PI's Hands-on Approach to Buying Fresh British Meat from Smithfield Market for your Events
29 Jan 2013 |
Two or three times a week our Director of Cooking will drive a PI van to Smithfield Market to pick up, in person, our meat, poultry and game orders for upcoming events. This hands-on approach to food collection is an addiction we acquired at our 9 Elms premises where we conveniently had a market opposite us. The habit has helped us to establish loyal connections with the individuals who personally source, cut and package our meat for catering events of any size. Having a trusting relationship with a supplier is a quality and advantage that you often find at a village butchers shop but rarely in this competitive London catering industry.
One of our suppliers is James Burden Ltd which has expanded so much in the last 30 years that they now use a couple of outlets in Smithfield for different produce. Their meat carving room, which is kept at 7°C, is near the entrance of the market by the clock tower. Large windows reveal the hanging carcasses (cows, pigs, lambs etc) and the carving operation while shop counters have cuts on display for quick purchases.
At 10pm they unload deliveries of fresh meat from the farms in Norfolk, amongst others, and hang them upon the mechanical hooks that reposition the meat within the room as required. The turnover of meat is fast thankfully since it only takes a few days before a pig, for example, becomes sticky. If the carcasses don’t need to be carved into particular cuts then James Burden prepares the animal for wholesale. Similar to the squid cleaner or filleter at Southbank Fresh Fish, each blocksman has a particular cut he specialises in and they will have been making cuts since midnight in anticipation of the orders. They finally put their knives down at 6.30am.
Kenny, James Burden’s meat arm salesmen, works in the office with his father, which is a common collaboration at many markets. On an average day they open up the office at 1am to clear the voicemail of all orders. Finalising the orders, talking to existing and prospective clients, taking tickets down to the shop(s) and wrapping up bookings at the end of the shift takes them to about 8.30am when they will head home. However Kenny says he will be taking orders on his mobile throughout the day and evening until his wife tells him to go to sleep.

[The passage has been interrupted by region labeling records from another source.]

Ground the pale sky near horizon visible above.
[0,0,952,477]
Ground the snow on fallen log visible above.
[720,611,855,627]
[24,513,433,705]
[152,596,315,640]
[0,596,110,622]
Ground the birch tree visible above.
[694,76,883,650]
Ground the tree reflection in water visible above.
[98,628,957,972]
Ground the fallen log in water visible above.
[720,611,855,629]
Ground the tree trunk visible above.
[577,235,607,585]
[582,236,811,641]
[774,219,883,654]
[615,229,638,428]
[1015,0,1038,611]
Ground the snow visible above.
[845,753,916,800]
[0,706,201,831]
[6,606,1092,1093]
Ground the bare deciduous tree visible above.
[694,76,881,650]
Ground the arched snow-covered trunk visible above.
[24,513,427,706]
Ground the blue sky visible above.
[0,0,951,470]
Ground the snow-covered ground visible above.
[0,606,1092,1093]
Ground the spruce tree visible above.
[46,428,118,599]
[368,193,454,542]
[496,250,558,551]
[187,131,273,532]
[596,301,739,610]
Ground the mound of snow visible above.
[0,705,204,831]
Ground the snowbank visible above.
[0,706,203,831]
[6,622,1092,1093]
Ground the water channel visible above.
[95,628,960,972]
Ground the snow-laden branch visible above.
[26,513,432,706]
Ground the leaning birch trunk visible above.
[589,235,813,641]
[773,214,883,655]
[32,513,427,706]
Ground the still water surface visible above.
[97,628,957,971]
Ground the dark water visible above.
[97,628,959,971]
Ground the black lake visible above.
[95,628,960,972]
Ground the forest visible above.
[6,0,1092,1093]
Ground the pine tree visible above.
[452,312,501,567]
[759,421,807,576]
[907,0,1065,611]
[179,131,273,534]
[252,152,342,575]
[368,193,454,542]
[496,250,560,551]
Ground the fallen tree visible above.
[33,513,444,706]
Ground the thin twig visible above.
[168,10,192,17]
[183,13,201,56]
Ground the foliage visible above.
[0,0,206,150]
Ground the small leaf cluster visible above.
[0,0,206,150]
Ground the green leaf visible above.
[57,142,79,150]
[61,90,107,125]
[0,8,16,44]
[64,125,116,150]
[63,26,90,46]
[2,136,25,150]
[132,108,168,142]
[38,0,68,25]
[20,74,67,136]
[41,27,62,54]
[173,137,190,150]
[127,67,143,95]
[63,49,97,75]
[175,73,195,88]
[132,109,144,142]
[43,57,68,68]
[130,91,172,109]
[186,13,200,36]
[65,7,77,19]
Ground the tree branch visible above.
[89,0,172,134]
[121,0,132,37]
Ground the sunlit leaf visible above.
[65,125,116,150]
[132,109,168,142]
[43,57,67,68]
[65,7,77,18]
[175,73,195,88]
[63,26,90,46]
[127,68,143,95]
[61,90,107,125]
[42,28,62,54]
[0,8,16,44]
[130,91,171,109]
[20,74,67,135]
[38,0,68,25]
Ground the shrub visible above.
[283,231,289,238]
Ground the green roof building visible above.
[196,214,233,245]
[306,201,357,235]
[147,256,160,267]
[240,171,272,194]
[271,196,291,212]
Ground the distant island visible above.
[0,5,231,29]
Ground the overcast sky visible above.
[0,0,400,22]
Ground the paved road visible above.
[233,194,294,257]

Andy, the game and poultry arm shop manager and purchaser, has a good relationship with the British farmers from whom he buys produce and has been to many of the farms in person. One special day Andy took his young son to Telmara Farm in Essex to see the ducks. His son happily played in the duck yard where birds stick together as they roam and run about, taking up only a quarter of the available space. The pheasants, partridge, quails are also bred in Britain and delivered to Smithfield, pre-packaged, within a couple days of leaving the farm.
The market is wide awake when most of London is sleeping (2.30am – 7am), i.e. when the tubes aren’t running. It is busily full of vans and trolleys on Mondays and Fridays so Wednesday is usually a bit quieter. By 6.30am it becomes easier to find parking spaces but many of the counters are bare by then; you’ll see more early-rising City workers cycling through on their Boris bikes than shoppers - meaning bed time for the market.
You are more than welcome to wander around the market yourself during the week as you don’t need to be a business to shop here. Thereafter, you may be interested in doing an early morning pub crawl so check this route out (and we agree about the scotch eggs at The Fox & Anchor).